Downtown’s future growth is on the fringe opinion gas explosion in texas


DOWNTOWN LOS ANGELES – Take a drive or a stroll through the heart of Downtown and you’ll see construction happening everywhere. As Los Angeles Downtown News has reported, the projects run the gamut. There is the 75-story replacement for the Wilshire Grand Hotel at Seventh and Figueroa streets and a clutch of seven-story housing developments planned along Olympic Boulevard in South Park. Both market-rate and low-income residential projects are proceeding in the Historic Core, and some huge governmental buildings, including a $400 million federal courthouse, are underway in the Civic Center.

These and other projects are changing the composition of Downtown Los Angeles. The heart of the community is becoming more densely developed. The roster of nightlife and entertainment options is expanding. New work spaces, and in particular a surge in creative office space, means more area residents will be able to walk or bike to their jobs. In five years Downtown will be much fuller and even more active.

That said, the work happening in the heart of the community is only the start. If you understand the arc and scope of development, and can take a bird’s eye view of the proceedings, then it becomes clear that Downtown’s future expansion lies in what today might be called the fringe.

The communities of City West and Chinatown are beginning to see new investment, and it stands to reason that activity will pick up there quickly, particularly on the residential front. It is the same situation on the eastern edge of the Arts District, including along the Los Angeles River. It may take longer for a shift in the areas south and east of South Park and the Financial District, but again, the seeds have been planted.

Yet, this shift requires preparation, and demands that planners and power players recognize where things are going. No doubt that savvy local leaders glimpse the early developments and are paying attention, knowing that others will follow. Far-sighted planners are factoring in the coming demands in Downtown for water, electricity and sewage system capacity. Transportation officials will also need to expand the work done to date to make the area increasingly navigable for bicyclists and pedestrians.

Focusing on the fringe may sound pie in the sky to some, especially when the Central City contains some lingering slow zones. Still, the jobs-housing imbalance in Downtown is the greatest argument for the boom in all its forms to continue. More and more people want to ditch the car and live near where they work.
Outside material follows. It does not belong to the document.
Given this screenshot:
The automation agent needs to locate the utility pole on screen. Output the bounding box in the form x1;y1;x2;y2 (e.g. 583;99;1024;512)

History shows that pioneer projects can stand lonely for a time, only to emerge in the center of a thriving community. Just consider the initial housing projects in the Historic Core or South Park. Though developers there seemed like mavericks 10 or 15 years ago, now they appear prescient.

West: Housing has been trickling onto a stretch of Wilshire Boulevard just west of the 110 Freeway for years, and developer Holland Partner Group just broke ground on a 648-apartment project. Expect this to be a tipping point, and to create the residential base that attracts restaurants, bars and even more housing. If you make it easy for people to live here and walk to their jobs, they will.

East: Investors are already swarming the Arts District, and the frantic pace will only increase. The soon-to-open One Santa Fe, with 438 apartments, is a residential beachhead. The $1 billion effort to revitalize the Los Angeles River, mainly north of Downtown, will bleed into the communities on its banks. Metro has discussed building light rail stations in the community. The pieces for the next surge are in place.

North: Chinatown is being remade. The 280-unit Jia Apartments opened in the spring and the ongoing Blossom Plaza project will make it easy to walk from the Gold Line station to the heart of the community. Developers are already sniffing around old buildings, some parcels have changed hands and a new mega-project, College Station, was recently proposed. Concerns about the community’s heritage and unique look will prevent any full-scale change, but as Little Tokyo saw a wave of investment, so will Chinatown.

South: The first phase of the City Market project in the Produce District could open next year, and plans were recently unveiled for housing near the L.A. Mart. This area sprawls and a transformation here will take longer than in other neighborhoods, but relatively cheap land will draw speculators.